Each type of ANOVA is appropriate for specific research designs and hypotheses, allowing for the examination of different sources of variation and interactions.

Q3. Partitioning of Variance in ANOVA and Its Importance:
The partitioning of variance in ANOVA involves breaking down the total variability in the data into different components based on the sources of variation. It is important to understand this concept because it provides valuable insights into the relative contributions of these sources and helps interpret the results.

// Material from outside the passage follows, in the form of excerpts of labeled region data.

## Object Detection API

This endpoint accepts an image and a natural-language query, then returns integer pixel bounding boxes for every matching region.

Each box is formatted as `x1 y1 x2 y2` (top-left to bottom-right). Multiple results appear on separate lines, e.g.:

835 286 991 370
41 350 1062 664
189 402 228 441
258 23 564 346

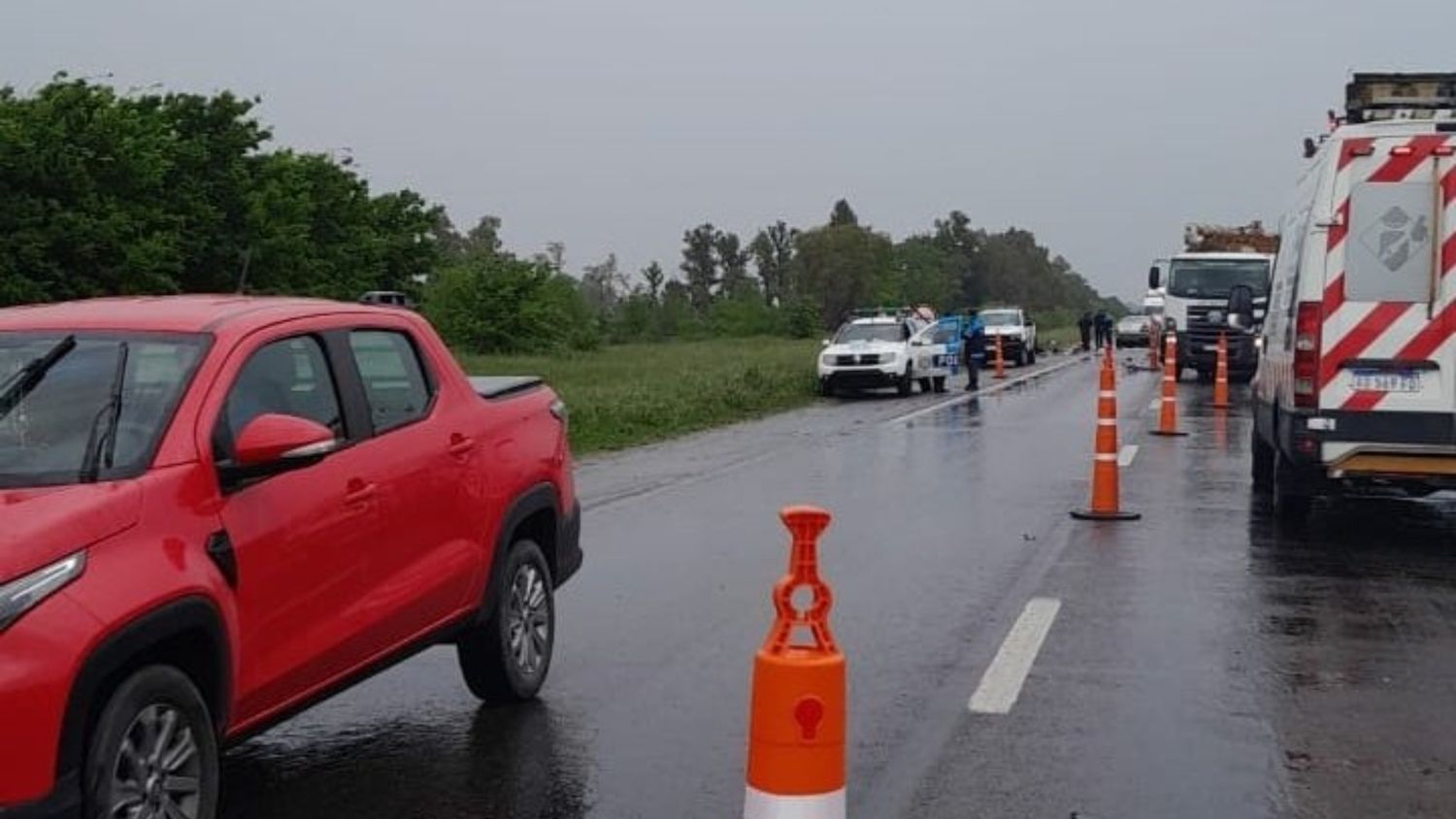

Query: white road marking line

In ANOVA, the total sum of squares (SST) represents the total variability in the data. It is partitioned into two components: the explained sum of squares (SSE) and the residual sum of squares (SSR). The SSE represents the variability explained by the model or the group differences, while the SSR represents the unexplained variability or the random variation within each group.

By comparing the magnitude of SSE to SSR, one can assess the proportion of variance accounted for by the model. This comparison allows researchers to evaluate the strength of the group differences and determine the statistical significance of the findings.

In [None]:
#Q4
import statsmodels.api as sm
from statsmodels.formula.api import ols

# Assuming you have the data in a dataframe 'data' with dependent variable 'y' and group variable 'group'
model = ols('y ~ group', data=data).fit()
anova_table = sm.stats.anova_lm(model)

SST = anova_table['sum_sq']['group'] + anova_table['sum_sq']['Residual']
SSE = anova_table['sum_sq']['group']
SSR = anova_table['sum_sq']['Residual']

In [None]:
#Q5
import statsmodels.api as sm
from statsmodels.formula.api import ols

# Assuming you have the data in a dataframe 'data' with dependent variable 'y', and two independent variables 'x1' and 'x2'
model = ols('y ~ x1 + x2 + x1:x2', data=data).fit()
anova_table = sm.stats.anova_lm(model)

main_effect_x1 = anova_table['sum_sq']['x1']
main_effect_x2 = anova_table['sum_sq']['x2']
interaction_effect = anova_table['sum_sq']['x1:x2']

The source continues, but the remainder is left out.